With Christmas fast approaching, it looks like retailers will need to fight for every penny. One surefire way of increasing profits is to focus on the usability of your checkout, since the average cart abandonment rate is reported to be around 60%.
But since we're already in December, it's unlikely you've got time to run a usability test on your own checkout before the Christmas rush. Don't panic, here's a list of 9 guidelines that we've derived from observing participants in usability tests of dozens of e-commerce checkouts.
- Ask the minimum number of questions
- Address security concerns
- Use consistent and standard form controls
- Place error messages next to the entries that need correcting
- Once in the checkout, remove site-wide navigation
- Ask questions in a logical order with the easy questions first
- Confirm the order before and after submission
- Remove sales barriers by addressing common questions
- Recognise loyal customers
Ask the minimum number of questions
How many times have you been asked to complete a form during checkout and thought, "Why is it asking me that?" Every extra form field is an opportunity for the customer to both make a mistake and decide that the transaction isn't worth the effort. In particular, we've observed that asking the customer for what might be perceived as irrelevant information (such as asking for "business name" when buying a book) can cause the customer to abort the transaction. Your form should ask for the absolute minimum amount of information needed to complete the transaction.
Address security concerns
Use consistent and standard form controls
You can design virtually any form with these five standard HTML form elements:
- Drop-down menus
- Radio buttons
- Check boxes
- Text entry fields
- Command buttons
In our tests, sites that use these standard form elements always perform better than sites that use custom widgets or a non-HTML, Flash-based checkout. And when you use these form elements, use them properly: for example, use radio buttons when the user must select 1 from n options and check boxes when the user can select more than one option. Also be sure to use text fields only for freeform text, like names and passwords. Many common fields (like post codes and phone numbers) have an underlying data structure that you can echo in the design of the form and reduce the need for data validation.
Place error messages next to the entries that need correcting
If the user has entered incorrect data or forgotten to complete a field, get the web page to highlight the specific fields that need to be fixed. Don't ask the user to scroll through the form to find the error. And explain to the user why the entry is wrong or needed, perhaps with an example. We've seen people resubmit the same form several times because they can't work out what they are meant to do to make the error message disappear.
Once in the checkout, remove site-wide navigation
Once customers are in the checkout on route to purchase, ruthlessly eradicate distractions.
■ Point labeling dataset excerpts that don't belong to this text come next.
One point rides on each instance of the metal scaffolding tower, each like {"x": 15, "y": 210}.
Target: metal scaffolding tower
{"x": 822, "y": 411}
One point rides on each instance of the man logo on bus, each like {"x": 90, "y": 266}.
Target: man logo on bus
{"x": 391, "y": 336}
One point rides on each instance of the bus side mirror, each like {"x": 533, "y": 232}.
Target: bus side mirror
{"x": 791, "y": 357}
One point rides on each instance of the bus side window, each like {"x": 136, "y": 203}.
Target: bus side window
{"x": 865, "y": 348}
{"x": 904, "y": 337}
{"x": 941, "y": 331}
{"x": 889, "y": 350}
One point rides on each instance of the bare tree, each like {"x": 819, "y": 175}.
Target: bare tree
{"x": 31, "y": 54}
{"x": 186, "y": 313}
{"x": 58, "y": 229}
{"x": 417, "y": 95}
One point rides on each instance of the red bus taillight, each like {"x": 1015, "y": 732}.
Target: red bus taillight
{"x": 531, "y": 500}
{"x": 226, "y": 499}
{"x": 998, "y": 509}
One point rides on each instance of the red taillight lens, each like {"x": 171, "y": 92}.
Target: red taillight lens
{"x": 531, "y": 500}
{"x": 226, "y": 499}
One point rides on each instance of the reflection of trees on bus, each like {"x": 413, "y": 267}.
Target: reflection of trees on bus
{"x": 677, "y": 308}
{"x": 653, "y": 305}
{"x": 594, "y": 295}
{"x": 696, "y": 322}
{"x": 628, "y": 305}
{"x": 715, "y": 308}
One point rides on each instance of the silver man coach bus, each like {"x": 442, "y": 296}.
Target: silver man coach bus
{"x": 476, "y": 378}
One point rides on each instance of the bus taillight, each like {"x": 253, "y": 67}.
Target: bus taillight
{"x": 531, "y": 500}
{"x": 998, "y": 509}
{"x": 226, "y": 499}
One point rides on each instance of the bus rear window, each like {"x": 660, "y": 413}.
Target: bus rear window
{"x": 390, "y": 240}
When customers make a purchase, we've found that site navigation serves only to distract customers from completing their order. Removing it eliminates a key distracter and helps the customer to focus on the checkout process and complete the purchase.
Ask questions in a logical order with the easy questions first
When customers enter a checkout process they have expectations about the order in which they will be asked for information. For example, customers will expect to be asked for their name before their address and for their address details before their payment details. Make sure your design follows these expectations. Just as importantly, customers need to be drawn into the checkout process with easy questions. Asking a customer for his or her name is an easy question that requires virtually no thought. In contrast, if the first question you ask customers is "Do you want to receive marketing communication from ourselves and our trusted partners?" the customer will need to think through what this means and this will cause some customers to abandon their basket. It's OK to ask this question later in the process; just make sure the first few questions are easy ones.
Confirm the order before and after submission
Before customers commit to their order they will want to review it and amend it if necessary. So explain clearly what has been ordered, how much it will cost and when and where it will be delivered, and allow customers to change these options. Once the order has been completed, customers again need confirmation that the order is being processed. So show a confirmation page describing the contents of the order and the expected delivery date. Provide customers with an order number with a link to a printable version of the order and confirm the order by e-mail.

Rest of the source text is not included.